In the interview, Salve, who is also a former solicitor general, spoke at length about the law of contempt with specific reference to two cases the Supreme Court is hearing – that of the comedian Kunal Kamra and of the cartoonist Rachita Taneja. In both cases, Salve said he had no doubt that the content was contemptuous but forcefully argued that action should not be taken against either person and judges should simply “take it on the chin and move on”.

Speaking to The Wire about Kamra’s two tweets (“Honour has left the building [Supreme Court] long back” and “The Supreme Court of this country is the most supreme joke of this country”), Salve claimed that these tweets “are clearly contemptuous”. As he explained, when Kamra says honour has left the building he is criticising the edifice of the Supreme Court and questioning its independence.

However, Salve told The Wire in no uncertain terms that he would not act on these tweets. As he put it: “Would I have taken notice? No. Who is this gentleman? What is his credibility?
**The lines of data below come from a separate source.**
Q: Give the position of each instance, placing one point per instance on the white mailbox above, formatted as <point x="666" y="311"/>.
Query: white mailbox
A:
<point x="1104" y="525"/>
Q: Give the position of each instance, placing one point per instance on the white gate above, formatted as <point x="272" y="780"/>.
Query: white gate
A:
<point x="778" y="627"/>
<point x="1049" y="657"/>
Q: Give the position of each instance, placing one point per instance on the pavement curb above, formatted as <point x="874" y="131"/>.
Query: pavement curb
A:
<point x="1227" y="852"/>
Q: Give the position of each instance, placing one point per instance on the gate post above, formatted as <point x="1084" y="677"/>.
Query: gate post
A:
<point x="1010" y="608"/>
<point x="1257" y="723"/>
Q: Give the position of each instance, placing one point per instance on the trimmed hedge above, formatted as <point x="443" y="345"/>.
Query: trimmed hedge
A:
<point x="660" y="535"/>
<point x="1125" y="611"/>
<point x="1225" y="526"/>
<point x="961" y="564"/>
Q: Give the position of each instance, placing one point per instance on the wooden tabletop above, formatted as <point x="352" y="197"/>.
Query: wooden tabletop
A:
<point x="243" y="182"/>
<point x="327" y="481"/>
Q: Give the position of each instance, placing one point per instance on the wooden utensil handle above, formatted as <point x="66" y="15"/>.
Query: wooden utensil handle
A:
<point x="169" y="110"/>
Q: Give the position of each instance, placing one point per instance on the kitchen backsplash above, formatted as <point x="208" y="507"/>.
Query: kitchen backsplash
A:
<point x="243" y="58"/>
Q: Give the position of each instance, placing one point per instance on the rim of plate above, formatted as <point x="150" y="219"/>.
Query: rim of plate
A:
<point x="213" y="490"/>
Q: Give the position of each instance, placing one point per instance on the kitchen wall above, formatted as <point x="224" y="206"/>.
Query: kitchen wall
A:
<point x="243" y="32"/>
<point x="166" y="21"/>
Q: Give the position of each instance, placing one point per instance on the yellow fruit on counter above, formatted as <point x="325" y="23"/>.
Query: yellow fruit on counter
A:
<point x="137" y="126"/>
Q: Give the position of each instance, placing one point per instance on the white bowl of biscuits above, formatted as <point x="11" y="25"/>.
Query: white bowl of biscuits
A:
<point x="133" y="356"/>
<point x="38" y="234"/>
Who makes the contempt does matter.”

Speaking about Kamra’s defence – made in an affidavit to the Supreme Court, where Kamra said “judicial offices know no protection from jokes” and “jokes are not reality and don’t claim to be” – Salve said, “I see no humour in his tweets.” However, he agreed with another part of Kamra’s defence that the Supreme Court should trust the public not to form its opinion on the basis of a few jokes on Twitter.

Speaking to The Wire about Taneja’s cartoons, which are about the Supreme Court’s handling of the Arnab Goswami case and one of which carries the caption “the Sanghi Court of India”, Salve said “these are definitely contemptuous”. He said they accuse the Supreme Court of “dishonourable behaviour” and “leaning in favour of the ruling party”. He said Taneja’s cartoons are “the most gross form of contempt – that the Supreme Court has lost its purpose of existence and is acting in favour of the government”. He said the cartoons are “the most damning indictment” of the court.

However, commenting on the attorney general’s view of both Kamra and Taneja, Salve said he agrees with the content of what the AG said of Kamra though he would have used less strong language. The attorney general called Kamra’s tweets “gross insinuation against the entirety of the Supreme Court”.

Of Taneja’s cartoons, the AG had said they were an attempt “to denigrate the Supreme Court and lower its authority in the eyes of the public”. This time Salve suggested his comments would have been stronger. He said “her conduct is disgraceful”. He added it “doesn’t even pretend to be humour”.

However, once again, Salve made it clear that he would not act against Taneja.

Salve told The Wire that in prosecuting for contempt, two separate issues need to be considered. Do these people matter? In the case of Kamra and Taneja, his answer is they do not. Secondly, what impact has their comment or cartoon had? Again, he said, very little if any at all. For both these reasons, he would not act against them, even though what they had said or drawn was contemptuous.